Course Syllabus

What's this course about?

Course Structure

We are constantly being given reasons to do and believe things: to believe that we should buy a product, support a cause, accept a job, judge someone innocent or guilty, that fairness requires us to do some household chore, and so on. Assessing the reasons we are given to do or believe these things calls upon us to think critically and logically.

Even though we’re called upon to use our critical and logical thinking skills all the time, most of us are not that good at it. This course aims to help you develop and improve these skills.

You’ll learn how to:

- identify and avoid common thinking mistakes that lead to the formation of bad beliefs;

- recognise, reconstruct and evaluate arguments;

- use basic logical tools to analyse arguments;

- and apply those tools in areas including science, moral theories and law.

Associate Professor Tim Dare and Dr Patrick Girard from the University of Auckland take us on an informative and engaging twelve week journey through the worlds of logical and critical thinking helping us to avoid these common obstacles and fallacies and improve our logical and critical thinking skills.

Throughout the course, Tim and Patrick provide videos, articles, and assignments to lead us through the thickets of logical and critical thinking.

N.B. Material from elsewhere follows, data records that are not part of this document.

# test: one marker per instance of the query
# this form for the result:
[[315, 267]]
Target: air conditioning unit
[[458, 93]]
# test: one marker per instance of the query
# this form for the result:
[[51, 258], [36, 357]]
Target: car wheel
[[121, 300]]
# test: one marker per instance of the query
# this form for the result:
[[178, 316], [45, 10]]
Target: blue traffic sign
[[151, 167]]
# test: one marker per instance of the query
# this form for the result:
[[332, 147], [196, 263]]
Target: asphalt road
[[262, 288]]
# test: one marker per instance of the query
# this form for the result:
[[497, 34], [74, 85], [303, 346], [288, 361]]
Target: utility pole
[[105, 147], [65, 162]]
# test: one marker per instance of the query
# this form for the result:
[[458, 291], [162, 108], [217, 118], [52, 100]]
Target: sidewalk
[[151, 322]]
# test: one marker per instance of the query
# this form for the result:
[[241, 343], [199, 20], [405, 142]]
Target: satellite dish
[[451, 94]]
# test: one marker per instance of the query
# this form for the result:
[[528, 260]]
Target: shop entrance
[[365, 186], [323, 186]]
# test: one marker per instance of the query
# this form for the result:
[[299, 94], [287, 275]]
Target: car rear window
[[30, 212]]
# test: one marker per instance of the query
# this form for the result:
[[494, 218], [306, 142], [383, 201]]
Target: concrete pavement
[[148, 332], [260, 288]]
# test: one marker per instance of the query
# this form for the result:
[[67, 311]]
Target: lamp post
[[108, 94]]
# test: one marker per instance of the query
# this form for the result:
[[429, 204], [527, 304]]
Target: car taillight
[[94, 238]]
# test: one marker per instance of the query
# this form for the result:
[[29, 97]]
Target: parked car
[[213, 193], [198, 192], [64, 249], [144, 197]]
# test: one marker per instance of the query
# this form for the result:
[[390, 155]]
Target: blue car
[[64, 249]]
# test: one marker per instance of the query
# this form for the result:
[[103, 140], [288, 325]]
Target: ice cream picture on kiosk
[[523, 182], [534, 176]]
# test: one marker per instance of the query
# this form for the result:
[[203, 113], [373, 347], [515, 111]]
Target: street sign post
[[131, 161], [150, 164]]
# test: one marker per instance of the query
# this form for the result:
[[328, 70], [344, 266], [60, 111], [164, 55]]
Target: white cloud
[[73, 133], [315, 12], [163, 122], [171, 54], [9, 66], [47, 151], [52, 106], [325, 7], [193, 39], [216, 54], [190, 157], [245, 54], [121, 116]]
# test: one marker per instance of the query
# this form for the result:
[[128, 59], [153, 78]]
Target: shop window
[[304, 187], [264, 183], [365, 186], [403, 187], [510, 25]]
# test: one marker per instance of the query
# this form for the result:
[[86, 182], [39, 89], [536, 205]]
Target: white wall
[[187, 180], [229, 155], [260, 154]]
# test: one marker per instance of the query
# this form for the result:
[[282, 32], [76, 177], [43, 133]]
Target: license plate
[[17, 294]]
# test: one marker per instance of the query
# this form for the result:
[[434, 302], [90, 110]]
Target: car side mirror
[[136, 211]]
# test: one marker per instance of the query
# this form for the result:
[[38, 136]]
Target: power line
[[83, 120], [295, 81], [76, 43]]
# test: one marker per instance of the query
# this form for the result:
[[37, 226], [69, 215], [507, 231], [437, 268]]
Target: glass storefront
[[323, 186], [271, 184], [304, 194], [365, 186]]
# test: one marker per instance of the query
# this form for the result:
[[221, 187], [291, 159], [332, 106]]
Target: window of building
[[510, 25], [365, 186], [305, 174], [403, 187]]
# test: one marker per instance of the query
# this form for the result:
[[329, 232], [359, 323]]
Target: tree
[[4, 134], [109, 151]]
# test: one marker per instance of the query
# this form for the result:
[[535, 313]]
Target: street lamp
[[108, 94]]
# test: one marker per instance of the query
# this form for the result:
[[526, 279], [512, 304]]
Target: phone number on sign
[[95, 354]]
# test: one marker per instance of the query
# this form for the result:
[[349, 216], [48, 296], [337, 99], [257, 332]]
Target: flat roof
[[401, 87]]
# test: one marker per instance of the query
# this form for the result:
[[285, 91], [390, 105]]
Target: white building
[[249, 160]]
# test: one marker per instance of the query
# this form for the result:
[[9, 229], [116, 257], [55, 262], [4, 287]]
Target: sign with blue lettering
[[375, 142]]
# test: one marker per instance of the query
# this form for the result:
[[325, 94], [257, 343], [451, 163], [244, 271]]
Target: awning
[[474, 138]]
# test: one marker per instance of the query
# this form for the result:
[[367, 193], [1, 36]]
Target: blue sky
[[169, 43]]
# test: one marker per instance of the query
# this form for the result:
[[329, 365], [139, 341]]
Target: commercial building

We will spend the first half of the course exploring key concepts in logical and critical thinking. In the second half of the course, we will apply those concepts in familiar areas, to help you develop practical and useful logical and critical thinking skills.

We begin, in the first week, with an introduction to logical and critical thinking and common obstacles and fallacies.

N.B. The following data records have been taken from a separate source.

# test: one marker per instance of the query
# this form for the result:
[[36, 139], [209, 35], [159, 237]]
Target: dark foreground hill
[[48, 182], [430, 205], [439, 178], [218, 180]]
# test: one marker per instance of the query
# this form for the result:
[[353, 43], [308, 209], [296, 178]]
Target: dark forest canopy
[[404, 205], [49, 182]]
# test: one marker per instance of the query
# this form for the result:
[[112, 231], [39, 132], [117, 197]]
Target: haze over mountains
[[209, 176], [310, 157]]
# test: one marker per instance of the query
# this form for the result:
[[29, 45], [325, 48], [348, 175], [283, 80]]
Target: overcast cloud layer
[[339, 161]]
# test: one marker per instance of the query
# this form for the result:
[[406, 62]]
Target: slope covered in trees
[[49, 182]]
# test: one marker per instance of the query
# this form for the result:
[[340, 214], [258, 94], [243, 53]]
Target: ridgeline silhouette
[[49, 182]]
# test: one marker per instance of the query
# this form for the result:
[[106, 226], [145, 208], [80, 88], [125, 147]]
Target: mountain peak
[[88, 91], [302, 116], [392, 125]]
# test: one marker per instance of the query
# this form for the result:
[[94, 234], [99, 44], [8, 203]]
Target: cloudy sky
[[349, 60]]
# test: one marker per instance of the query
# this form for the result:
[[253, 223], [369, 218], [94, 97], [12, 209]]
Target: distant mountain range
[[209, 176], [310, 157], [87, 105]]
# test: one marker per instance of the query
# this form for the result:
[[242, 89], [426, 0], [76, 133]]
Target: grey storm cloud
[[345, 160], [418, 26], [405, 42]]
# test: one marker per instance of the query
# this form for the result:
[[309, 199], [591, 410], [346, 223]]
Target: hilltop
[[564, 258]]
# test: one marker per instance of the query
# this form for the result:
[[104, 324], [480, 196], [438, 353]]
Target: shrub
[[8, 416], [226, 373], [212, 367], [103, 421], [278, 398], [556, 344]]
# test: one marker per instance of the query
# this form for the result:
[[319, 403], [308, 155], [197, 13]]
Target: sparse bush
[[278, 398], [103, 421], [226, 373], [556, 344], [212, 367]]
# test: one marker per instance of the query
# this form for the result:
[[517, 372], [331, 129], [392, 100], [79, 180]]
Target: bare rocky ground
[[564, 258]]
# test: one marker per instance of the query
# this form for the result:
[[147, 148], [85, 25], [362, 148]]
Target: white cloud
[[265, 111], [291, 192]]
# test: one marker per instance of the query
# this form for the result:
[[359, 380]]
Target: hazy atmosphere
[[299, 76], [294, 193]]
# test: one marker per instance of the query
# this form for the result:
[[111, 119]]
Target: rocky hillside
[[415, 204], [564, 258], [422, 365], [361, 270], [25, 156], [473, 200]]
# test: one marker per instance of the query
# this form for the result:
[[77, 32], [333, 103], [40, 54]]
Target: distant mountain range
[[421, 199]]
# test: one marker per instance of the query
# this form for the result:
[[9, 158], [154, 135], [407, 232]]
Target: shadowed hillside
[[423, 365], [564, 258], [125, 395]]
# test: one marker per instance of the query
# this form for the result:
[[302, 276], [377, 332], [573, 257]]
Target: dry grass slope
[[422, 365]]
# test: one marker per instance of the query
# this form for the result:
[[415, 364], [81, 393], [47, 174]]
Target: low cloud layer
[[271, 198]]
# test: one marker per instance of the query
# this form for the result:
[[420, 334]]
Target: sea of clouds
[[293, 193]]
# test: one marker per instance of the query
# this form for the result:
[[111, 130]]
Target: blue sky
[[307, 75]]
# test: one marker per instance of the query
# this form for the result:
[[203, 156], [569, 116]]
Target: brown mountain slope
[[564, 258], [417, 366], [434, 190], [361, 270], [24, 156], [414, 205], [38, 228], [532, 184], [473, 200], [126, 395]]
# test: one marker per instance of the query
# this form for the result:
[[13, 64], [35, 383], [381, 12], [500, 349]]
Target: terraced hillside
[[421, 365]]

In week two Patrick introduces arguments. We learn to identify premises and conclusions – components of a good argument – and by the end of this week we'll be able to construct an argument in standard form.

In week three we will learn how to distinguish between deductive and non-deductive arguments and about validity, invalidity, strength and weakness.

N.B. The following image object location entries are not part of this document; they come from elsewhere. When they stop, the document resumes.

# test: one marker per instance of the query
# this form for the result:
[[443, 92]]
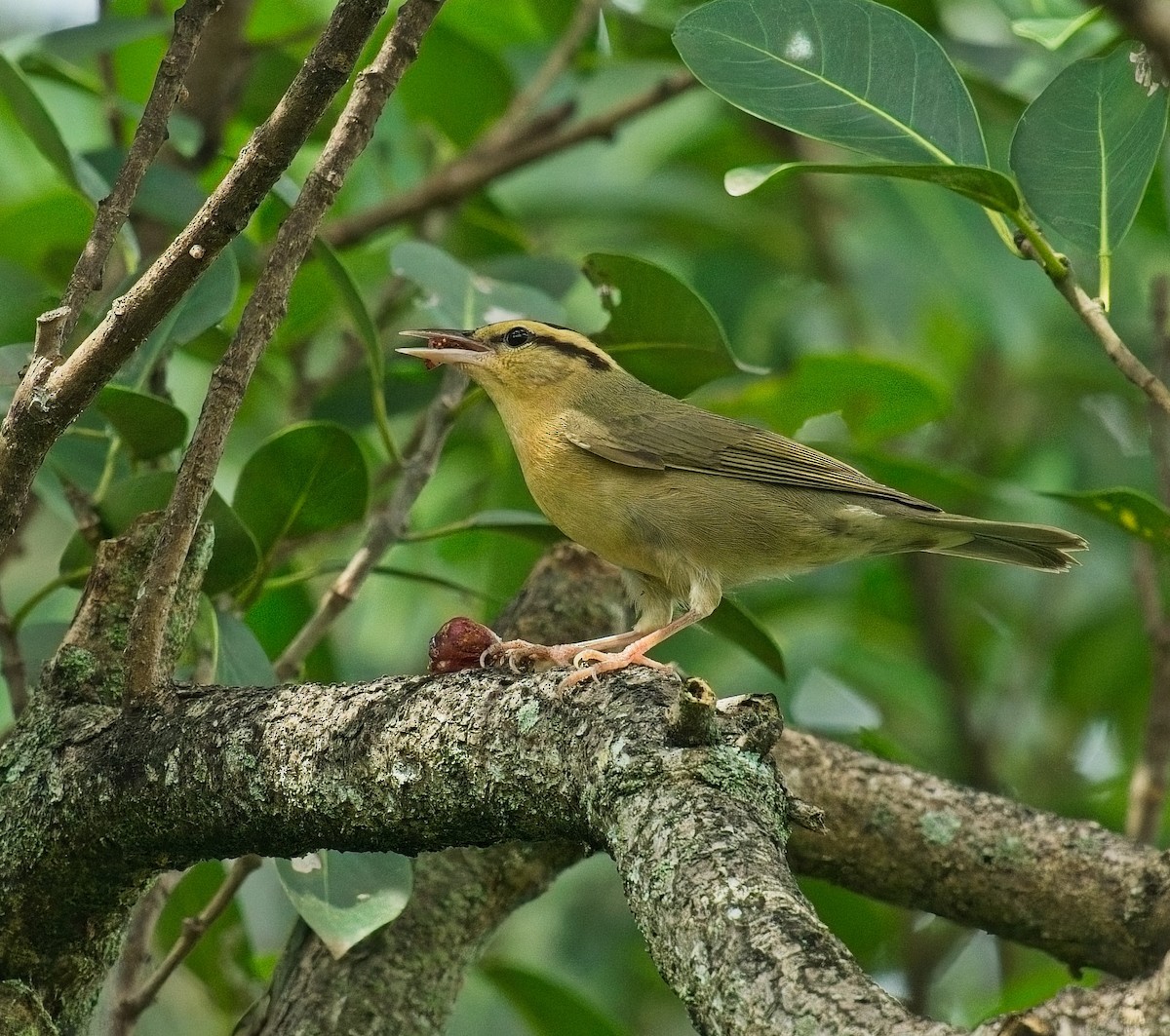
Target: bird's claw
[[521, 656], [606, 662]]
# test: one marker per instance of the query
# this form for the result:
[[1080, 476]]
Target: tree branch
[[53, 394], [386, 525], [263, 311], [190, 21], [1093, 316], [1148, 784], [1082, 894], [469, 172]]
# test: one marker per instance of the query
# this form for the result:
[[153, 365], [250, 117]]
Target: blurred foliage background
[[880, 320]]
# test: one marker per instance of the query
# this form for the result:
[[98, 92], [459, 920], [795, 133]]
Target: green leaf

In week four we examine good and bad arguments in more detail, learning how to tell when an argument is sound or cogent, and how to evaluate an argument.

In week five we take what you've learn to the next level and see how we can apply your new logical and critical thinking skills to long and complex arguments, the kind of arguments that you'll face in the wild.

In week six, we'll focus more closely on fallacies (common bad patterns of reasoning), and see how we can evaluate a real argument, taken from the wild.

After the mid-semester break, we'll examine how logical and critical thinking skills apply in various familiar areas – media, science, law, and morality – that call upon our logical and critical thinking skills in ways appropriate to the particular demands of those areas. We'll also look at further reasoning traps that lead people astray, and in particular those that call upon numeracy expertise. Don't worry, the point is not to teach you complex mathematics, but rather give you tools to recognise when you might be fooled by numbers treated badly.

Finally in the last week we will apply the lessons of the course to another argument in the wild, seeing how the skills we have developed over our 11-week journey can be used in our own lives.

By the end of the course, you will have acquired the basic skills to assess arguments logically and critically, and so to be in a better situation to own the reasons for your beliefs.

We have developed an assessment that supports your learning experience throughout the semester. You'll have weekly quizzes to test your knowledge, and you'll be developing a writing portfolio, a set of 6 exercises that follow your learning steps in the course and get you (we hope!) to write a good argument!